No, the phrase is "ter direito a". I admit that "temos o direito" also exists, but it wouldn't be the right phrase in this case.

P.S. I've just thought of something else. I think "ter o direito de" means "to have the right of/to", but "ter direito a" more properly means "to be *entitled* to". Perhaps this can explain it.



			
				nycphotography said:
			
		

> And why wouldn't it need to be *direito de isto* or *direito por isto*? Can you explain this construct with other examples?   (I know we do it in english, but I didn't expect it in Portuguese.)


I'm afraid any answer I came up with would be mere guesswork.
The Portuguese construction doesn't seem too far off from the English one, though:

ter direito a = to have the/a right *to* [Not 'right of', or 'right for/by'.]



			
				nycphotography said:
			
		

> Finally: *isto*
> 
> In this case, does *isto* refer specifically to the subject of the preceeding sentence (a placeholder / tag)?  Or is it a philosophical impersonal symbol for 'this life'?  Or does it have some other literal / grammatical meaning that I can't grasp ;-)


Your second suggestion is the right one. "Isto" means something like "this, here", "this, around us", "this we already know".


----------



## nycphotography

Thank you.   I'm almost done beating this horse  ;-)



			
				Outsider said:
			
		

> ter direito a = to have the/a right *to* [Not 'right of', or 'right for/by'.]


 
So with a verb... would it be: 
_ter direito comer?_
or
_ter direito a comer?_


----------



## Vanda

nycphotography said:
			
		

> So with a verb... would it be:
> _ter direito comer?_
> or
> _ter direito a comer?_


 
*ter direito a* alguma coisa (sempre) , neste sentido 
a regência nominal (collocation) é a prep *a.* 

No caso de direito concedido por lei, por exemplo,
a prep. será *de*. 
Ex.: direito de pesca. (the right given by an authority 
to fish)

If you want to know how our politicians use and
abuse of _ter o direito de_ .......
look in here.


----------



## nycphotography

One more:

-- Ora, não me importo. Mesmo Assim. Aceito.

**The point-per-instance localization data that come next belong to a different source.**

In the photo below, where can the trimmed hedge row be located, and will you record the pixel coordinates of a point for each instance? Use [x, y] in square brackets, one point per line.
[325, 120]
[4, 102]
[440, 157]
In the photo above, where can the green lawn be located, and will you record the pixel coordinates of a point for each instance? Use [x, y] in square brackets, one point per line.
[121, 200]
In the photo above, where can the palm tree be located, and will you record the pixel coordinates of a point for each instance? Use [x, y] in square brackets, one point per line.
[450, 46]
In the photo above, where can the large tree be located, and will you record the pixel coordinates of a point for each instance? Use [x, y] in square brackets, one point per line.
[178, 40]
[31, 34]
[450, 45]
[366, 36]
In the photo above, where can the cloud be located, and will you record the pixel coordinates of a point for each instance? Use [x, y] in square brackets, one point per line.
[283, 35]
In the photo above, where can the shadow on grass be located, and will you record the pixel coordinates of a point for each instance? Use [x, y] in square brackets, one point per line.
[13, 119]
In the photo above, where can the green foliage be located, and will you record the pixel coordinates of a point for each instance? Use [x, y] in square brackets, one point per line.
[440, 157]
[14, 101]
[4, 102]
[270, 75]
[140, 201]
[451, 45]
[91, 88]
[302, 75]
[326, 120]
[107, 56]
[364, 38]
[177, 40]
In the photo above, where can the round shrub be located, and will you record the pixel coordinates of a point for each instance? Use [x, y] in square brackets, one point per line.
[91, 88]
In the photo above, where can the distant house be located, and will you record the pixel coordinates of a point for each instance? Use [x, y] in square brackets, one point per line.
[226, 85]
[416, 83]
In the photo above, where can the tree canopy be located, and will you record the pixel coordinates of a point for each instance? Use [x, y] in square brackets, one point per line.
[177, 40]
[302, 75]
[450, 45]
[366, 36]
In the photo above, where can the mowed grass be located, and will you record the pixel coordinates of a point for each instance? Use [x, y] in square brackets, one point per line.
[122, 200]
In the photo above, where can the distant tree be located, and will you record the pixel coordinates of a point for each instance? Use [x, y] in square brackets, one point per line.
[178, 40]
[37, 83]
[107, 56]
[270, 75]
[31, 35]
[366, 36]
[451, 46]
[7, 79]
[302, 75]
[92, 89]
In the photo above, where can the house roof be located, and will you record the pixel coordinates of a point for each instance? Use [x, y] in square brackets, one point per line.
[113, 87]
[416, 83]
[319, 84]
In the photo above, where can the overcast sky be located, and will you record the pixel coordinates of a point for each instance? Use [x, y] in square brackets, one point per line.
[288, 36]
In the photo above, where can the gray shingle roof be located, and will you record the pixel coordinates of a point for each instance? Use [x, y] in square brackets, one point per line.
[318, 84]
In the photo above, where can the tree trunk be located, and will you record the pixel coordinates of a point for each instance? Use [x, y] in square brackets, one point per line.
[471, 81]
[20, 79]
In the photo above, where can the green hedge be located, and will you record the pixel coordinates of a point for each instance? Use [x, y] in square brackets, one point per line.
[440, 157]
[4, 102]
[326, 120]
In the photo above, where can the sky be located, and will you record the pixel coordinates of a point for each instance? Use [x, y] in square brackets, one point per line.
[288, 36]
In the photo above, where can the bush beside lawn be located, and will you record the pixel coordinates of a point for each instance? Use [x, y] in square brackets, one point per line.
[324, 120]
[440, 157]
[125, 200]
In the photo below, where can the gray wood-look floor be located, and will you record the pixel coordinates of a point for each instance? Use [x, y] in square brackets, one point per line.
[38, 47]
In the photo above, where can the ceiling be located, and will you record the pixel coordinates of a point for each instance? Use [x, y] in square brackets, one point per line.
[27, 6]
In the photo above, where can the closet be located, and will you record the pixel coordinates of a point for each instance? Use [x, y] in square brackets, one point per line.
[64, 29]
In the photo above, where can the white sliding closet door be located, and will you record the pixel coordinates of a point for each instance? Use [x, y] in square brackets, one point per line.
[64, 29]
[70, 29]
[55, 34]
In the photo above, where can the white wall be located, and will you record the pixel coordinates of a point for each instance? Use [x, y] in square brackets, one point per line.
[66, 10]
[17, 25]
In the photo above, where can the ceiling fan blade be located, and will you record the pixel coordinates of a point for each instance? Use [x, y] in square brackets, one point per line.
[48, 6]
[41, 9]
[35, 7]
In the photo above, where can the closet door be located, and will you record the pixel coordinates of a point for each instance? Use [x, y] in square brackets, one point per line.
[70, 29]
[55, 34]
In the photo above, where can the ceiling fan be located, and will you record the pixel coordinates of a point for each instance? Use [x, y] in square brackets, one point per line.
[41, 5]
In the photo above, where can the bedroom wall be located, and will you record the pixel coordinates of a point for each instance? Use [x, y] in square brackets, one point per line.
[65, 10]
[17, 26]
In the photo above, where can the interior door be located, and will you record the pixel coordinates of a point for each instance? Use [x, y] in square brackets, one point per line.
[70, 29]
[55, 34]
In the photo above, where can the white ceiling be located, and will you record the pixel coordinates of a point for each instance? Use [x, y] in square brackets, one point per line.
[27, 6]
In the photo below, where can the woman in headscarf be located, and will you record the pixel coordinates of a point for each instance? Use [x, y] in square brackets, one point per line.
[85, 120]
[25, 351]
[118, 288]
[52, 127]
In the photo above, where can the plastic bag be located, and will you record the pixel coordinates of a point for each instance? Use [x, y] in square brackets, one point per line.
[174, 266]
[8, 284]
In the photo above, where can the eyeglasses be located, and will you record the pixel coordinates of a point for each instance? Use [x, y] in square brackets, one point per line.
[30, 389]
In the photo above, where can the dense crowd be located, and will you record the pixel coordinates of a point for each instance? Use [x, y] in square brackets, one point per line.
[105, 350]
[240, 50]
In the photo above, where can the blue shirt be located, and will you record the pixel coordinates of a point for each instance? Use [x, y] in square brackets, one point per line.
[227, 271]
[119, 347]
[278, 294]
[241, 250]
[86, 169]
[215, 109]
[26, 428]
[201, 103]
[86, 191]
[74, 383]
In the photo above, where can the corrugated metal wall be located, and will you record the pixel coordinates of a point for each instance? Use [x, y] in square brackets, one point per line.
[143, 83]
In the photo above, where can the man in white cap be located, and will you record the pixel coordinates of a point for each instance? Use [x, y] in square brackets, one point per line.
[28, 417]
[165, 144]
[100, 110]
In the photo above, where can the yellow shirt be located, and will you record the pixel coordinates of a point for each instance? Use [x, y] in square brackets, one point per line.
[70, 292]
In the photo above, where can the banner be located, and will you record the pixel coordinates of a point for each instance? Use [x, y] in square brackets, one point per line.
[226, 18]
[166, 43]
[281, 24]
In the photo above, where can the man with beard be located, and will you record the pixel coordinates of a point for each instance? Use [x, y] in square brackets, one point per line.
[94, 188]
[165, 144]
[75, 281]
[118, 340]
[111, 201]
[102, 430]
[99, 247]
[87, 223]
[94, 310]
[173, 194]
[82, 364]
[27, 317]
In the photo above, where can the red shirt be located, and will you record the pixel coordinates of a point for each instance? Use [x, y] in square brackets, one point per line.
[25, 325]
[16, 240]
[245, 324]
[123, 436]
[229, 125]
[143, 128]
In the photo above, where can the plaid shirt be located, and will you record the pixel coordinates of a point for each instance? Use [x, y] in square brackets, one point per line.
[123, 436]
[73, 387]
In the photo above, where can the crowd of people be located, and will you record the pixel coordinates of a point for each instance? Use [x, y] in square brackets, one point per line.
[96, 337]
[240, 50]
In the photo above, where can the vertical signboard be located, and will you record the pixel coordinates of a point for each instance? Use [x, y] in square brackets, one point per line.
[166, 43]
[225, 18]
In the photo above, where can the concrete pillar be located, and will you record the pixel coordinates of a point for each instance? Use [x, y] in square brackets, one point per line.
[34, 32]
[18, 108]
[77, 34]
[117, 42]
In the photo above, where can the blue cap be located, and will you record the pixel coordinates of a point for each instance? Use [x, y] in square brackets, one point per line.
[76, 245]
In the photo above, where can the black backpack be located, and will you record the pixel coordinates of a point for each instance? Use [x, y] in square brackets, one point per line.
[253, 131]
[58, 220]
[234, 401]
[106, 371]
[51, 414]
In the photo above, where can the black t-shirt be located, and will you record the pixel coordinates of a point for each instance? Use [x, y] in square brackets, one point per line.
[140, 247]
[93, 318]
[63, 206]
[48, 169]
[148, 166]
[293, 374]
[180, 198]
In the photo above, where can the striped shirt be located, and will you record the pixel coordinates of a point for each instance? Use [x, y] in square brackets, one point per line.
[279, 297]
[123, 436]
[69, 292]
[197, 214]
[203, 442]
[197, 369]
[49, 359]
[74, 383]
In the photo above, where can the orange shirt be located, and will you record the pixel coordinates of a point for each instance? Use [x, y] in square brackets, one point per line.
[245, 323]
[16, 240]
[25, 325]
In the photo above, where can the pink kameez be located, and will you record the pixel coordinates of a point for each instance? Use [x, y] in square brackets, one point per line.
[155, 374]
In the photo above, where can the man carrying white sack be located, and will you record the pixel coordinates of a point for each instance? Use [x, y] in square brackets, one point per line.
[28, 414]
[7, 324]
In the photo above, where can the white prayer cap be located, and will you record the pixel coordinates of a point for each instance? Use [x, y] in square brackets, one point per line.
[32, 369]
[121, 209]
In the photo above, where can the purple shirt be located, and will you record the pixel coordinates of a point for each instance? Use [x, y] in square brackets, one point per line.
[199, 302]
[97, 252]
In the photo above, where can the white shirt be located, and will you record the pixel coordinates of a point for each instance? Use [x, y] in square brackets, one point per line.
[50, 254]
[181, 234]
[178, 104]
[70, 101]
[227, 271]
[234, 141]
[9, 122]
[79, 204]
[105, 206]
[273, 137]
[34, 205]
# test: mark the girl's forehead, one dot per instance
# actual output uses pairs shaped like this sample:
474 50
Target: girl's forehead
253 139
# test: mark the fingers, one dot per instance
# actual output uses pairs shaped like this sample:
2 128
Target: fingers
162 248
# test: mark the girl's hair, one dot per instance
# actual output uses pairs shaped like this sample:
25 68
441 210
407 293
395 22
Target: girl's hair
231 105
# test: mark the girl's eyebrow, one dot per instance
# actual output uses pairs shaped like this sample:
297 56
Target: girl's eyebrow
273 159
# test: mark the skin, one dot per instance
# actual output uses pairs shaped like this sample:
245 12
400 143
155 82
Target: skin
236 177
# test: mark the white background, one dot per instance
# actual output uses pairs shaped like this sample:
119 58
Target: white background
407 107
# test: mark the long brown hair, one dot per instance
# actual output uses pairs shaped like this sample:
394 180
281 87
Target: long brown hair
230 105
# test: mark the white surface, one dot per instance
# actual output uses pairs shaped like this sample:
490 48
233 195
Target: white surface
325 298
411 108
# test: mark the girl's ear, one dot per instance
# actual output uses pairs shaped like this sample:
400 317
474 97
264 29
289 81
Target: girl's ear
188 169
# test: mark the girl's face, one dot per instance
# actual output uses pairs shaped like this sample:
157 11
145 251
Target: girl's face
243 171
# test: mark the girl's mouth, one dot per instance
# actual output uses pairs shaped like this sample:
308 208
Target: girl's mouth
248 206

Mesmo assim = Assim memso?

Are they the same, and fully interchangeble, or different and distinct?

In this usage? or in most uses?


----------



## Outsider

Penso que a duas expressões não são sinónimas. É difícil lembrar-me de todos os sentidos que podem ter, mas acho que em geral:

_mesmo assim_: even so
_assim mesmo_: that way, just like that

Talvez a Vanda possa dar uma explicação mais detalhada.


----------



## nycphotography

ugh.  I was afraid of that.  hehe


----------



## Vanda

Outsider made it clear crystal.


----------